愛嬌のある社長のいたずらのせいで、他の社員には本当に戻ってきたとは思われなかったそうだ。社長と加藤さんの関係性が垣間見えるエピソードだが、出戻り入社に対して「少し恥ずかしい気持ちもあった」加藤さんの気持ちを軽くしたのも事実だった。
とはいえ、出戻り入社したところで、退職時に感じていた「焦り」が消えるわけではない。しかし、加藤さんの場合は複数の出来事が重なったことで、心境に変化が生じたそうだ。
まず1つ目は、コロナ禍となり、リモートワークが推進されたことだ。
「ジオコードに戻った翌月からコロナが流行し始め、働き方がガラッと変わりました。それまでは対面主義だったのがガラリと変わって、いきなりリモートワークがOKになって、電車の混雑を避けるために時差出勤の制度もできたんです。
以前は拘束されている時間が多く、スケジュールの自由度が低くて、『もっとこうだったら広報として動きやすいのに』と思うことが多かったけど、働く環境が激変したことにより、自分のペースで仕事がしやすくなりました」
また、2~3年はないと思っていた上場が想定より早く訪れた幸運もあった。
「これはほんとにラッキーだったんですけど、出戻った後に会社が上場することになったんです。広報としてやったことがない業務にも関わることになって、仕事の幅が本当に広がりました。大きな成長につながったと思いましたし、なにより、自分の自信になりました。広報仲間からも、『上場は自分のキャリアにとって大きな経験になる』という話をよく聞いていたのですが、まさにそれを体験することができました」
加藤さんは現在40歳になった。話しぶりを見ていると、数年前まで抱えていた焦燥感はなくなっているように見える。
「今はそうですね……市場価値のことはあまり考えないようになりました。以前は、活躍してる他社の人と自分を比較して焦りを感じることも多かったけど、一度、転職を経験したことによって、『自分の経験やスキルって、思っていたよりも重宝されるんだな』と実感できましたし、転職活動における戦い方も見えたというか。今は変な話、社長に『クビだ』って言われても困らないくらいには自信を持つことができていると思います」
そんなことを話しながらも、会社に対する想いは、以前よりも深まったように感じられる。
「実際に『クビだ』と言われたら『嫌です』って即答すると思います。会社への愛着もあるけど、それ以上に『まだまだ会社として成長していけるだろう、もっともっと上を目指せるだろう』という期待があるんです。だから、社長が辞めるか、会社が買収されるかまでは自分は居続けると思います」
「終身雇用」の時代から、転職があたり前の時代に変わりつつある。加えて、従来の「メンバーシップ型雇用」から専門性が重視される「ジョブ型雇用」が注目を集めている。そのような変化を肌で感じ、”長く同じ会社に勤めること”に疑問を感じたり、違う仕事へチャレンジすることに対して年齢的な焦りを感じる人も多いのではないだろうか。

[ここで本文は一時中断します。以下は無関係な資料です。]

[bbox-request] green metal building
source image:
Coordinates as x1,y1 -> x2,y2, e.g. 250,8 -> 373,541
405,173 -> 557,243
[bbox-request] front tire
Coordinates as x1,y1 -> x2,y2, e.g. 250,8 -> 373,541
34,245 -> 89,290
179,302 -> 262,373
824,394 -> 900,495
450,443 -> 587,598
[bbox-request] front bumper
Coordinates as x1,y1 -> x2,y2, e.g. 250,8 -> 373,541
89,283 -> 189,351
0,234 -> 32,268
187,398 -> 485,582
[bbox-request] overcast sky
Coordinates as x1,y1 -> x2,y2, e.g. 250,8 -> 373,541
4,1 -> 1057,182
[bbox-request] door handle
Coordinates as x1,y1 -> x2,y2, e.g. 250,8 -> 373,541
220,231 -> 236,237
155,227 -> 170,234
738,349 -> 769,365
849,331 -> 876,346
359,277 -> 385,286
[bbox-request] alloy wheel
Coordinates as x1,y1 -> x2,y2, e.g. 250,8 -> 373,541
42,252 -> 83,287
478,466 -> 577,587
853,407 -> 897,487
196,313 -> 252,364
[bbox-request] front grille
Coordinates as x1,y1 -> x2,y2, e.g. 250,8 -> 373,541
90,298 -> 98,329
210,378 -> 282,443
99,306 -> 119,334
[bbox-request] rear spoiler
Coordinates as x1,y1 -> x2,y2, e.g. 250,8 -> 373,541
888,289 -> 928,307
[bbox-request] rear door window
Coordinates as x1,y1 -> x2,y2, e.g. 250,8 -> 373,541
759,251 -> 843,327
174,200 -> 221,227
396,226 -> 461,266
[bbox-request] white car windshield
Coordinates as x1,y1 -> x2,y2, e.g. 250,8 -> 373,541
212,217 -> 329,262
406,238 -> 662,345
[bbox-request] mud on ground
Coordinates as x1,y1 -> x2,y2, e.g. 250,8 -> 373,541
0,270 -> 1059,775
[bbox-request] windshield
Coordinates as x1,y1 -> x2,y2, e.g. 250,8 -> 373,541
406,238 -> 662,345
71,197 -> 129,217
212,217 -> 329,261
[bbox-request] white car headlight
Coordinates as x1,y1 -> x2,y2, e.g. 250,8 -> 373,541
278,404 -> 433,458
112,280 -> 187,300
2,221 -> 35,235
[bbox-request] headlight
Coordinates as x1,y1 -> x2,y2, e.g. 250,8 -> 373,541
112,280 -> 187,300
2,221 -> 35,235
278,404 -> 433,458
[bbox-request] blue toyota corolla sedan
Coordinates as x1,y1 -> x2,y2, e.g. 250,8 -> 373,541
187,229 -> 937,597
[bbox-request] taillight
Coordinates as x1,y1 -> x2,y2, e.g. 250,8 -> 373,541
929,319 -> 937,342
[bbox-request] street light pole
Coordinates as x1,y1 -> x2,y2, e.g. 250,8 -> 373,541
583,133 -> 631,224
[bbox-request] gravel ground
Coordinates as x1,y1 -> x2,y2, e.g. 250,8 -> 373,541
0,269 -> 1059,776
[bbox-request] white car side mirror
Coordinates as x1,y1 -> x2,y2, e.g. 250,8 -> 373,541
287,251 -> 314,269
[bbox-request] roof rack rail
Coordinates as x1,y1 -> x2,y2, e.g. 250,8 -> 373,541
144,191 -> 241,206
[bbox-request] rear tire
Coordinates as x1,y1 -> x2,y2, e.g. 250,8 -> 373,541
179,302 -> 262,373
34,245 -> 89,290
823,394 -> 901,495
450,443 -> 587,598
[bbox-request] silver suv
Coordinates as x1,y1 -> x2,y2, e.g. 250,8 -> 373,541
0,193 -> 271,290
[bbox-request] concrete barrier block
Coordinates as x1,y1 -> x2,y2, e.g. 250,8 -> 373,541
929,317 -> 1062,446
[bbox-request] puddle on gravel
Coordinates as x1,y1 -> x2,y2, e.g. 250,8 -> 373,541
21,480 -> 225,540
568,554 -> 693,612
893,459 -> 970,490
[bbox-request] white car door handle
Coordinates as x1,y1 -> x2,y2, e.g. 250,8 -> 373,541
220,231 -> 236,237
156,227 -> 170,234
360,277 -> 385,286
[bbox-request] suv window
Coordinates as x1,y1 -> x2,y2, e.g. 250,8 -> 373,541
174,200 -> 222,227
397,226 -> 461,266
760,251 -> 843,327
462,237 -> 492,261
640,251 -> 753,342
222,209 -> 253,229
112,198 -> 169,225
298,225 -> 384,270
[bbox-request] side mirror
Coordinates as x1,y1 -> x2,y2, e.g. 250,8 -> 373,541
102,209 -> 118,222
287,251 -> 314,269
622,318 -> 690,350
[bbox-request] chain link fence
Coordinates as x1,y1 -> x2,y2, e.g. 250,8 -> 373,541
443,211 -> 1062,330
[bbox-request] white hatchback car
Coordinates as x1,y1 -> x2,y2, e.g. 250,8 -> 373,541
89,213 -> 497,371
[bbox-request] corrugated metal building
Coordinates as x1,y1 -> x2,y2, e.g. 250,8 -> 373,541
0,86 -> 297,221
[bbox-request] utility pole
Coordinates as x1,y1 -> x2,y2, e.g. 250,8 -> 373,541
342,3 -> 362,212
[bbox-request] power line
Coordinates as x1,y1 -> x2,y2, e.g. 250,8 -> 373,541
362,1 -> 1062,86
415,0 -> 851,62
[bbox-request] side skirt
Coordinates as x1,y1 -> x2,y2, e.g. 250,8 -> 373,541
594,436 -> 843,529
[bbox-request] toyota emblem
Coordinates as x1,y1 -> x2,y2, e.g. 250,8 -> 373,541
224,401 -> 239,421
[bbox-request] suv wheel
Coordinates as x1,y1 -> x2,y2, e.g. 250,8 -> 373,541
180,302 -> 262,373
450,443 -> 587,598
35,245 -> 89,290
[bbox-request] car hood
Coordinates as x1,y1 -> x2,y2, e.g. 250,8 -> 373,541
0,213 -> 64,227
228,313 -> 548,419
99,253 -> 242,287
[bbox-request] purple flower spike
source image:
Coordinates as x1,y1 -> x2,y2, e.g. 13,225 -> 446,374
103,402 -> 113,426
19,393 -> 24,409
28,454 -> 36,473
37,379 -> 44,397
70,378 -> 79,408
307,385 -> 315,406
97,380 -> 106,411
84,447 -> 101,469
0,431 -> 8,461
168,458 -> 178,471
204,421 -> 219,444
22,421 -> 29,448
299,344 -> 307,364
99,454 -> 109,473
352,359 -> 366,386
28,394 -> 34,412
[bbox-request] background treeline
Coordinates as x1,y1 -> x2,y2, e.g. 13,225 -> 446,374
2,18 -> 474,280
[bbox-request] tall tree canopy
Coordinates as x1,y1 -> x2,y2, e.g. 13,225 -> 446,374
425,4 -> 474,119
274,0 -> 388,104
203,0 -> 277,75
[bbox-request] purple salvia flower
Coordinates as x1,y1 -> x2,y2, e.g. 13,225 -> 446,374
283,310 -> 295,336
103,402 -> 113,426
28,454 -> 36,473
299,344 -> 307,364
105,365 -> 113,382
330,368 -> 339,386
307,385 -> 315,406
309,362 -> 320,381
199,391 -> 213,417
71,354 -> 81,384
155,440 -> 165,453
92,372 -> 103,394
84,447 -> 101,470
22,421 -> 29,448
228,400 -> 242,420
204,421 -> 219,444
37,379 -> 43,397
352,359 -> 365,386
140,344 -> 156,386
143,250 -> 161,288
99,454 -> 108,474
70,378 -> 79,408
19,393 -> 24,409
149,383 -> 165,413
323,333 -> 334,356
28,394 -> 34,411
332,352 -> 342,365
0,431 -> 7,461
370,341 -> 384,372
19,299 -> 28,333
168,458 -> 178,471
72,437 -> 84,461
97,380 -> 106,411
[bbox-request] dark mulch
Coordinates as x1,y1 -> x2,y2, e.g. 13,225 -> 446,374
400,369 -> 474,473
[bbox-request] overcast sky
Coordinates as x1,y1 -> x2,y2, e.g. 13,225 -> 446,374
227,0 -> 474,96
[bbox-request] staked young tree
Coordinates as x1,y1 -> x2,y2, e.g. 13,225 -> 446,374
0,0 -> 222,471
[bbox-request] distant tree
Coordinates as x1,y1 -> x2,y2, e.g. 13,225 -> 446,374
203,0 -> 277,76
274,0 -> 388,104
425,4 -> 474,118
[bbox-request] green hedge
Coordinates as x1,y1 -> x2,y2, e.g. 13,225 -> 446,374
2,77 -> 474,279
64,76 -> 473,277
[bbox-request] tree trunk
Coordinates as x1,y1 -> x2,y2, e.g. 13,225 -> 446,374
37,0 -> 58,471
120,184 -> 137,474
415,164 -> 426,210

実際に、筆者は「新卒で入った会社に数年間在籍しているが、もう少し外の世界も見てみたい。結婚も考えているので、今動くべきか悩ましいし転職できるか自信がない」「同じ会社にいるので、給与は上がり続けているが、自分のスキルが他社で通用するかわからなくて不安。市場価値が知りたい」「新卒入社した同期が転職してすごく楽しそうだ。他社の仕事のやり方を聞いて、このままでいいか焦りはじめてきた」といった相談を受けることも多い。
しかし、出戻り転職の話を聞くなかで感じるのは、「市場価値やスキルも大切だが、仕事を通して培われた深い信頼関係も同じくらい重要な資産だ」ということだ。世情や個人の価値観が大きく揺れ動く時代に生きる中で、この”途切れない関係性”はますます貴重なものになっていくだろう。
社会の変化とともに、会社と個人の関係性がどのように変化していくのか。
今後も多くの人に取材をして、そこにあるひとりひとりの大切なエピソードから、リアルな関係性を知っていきたい。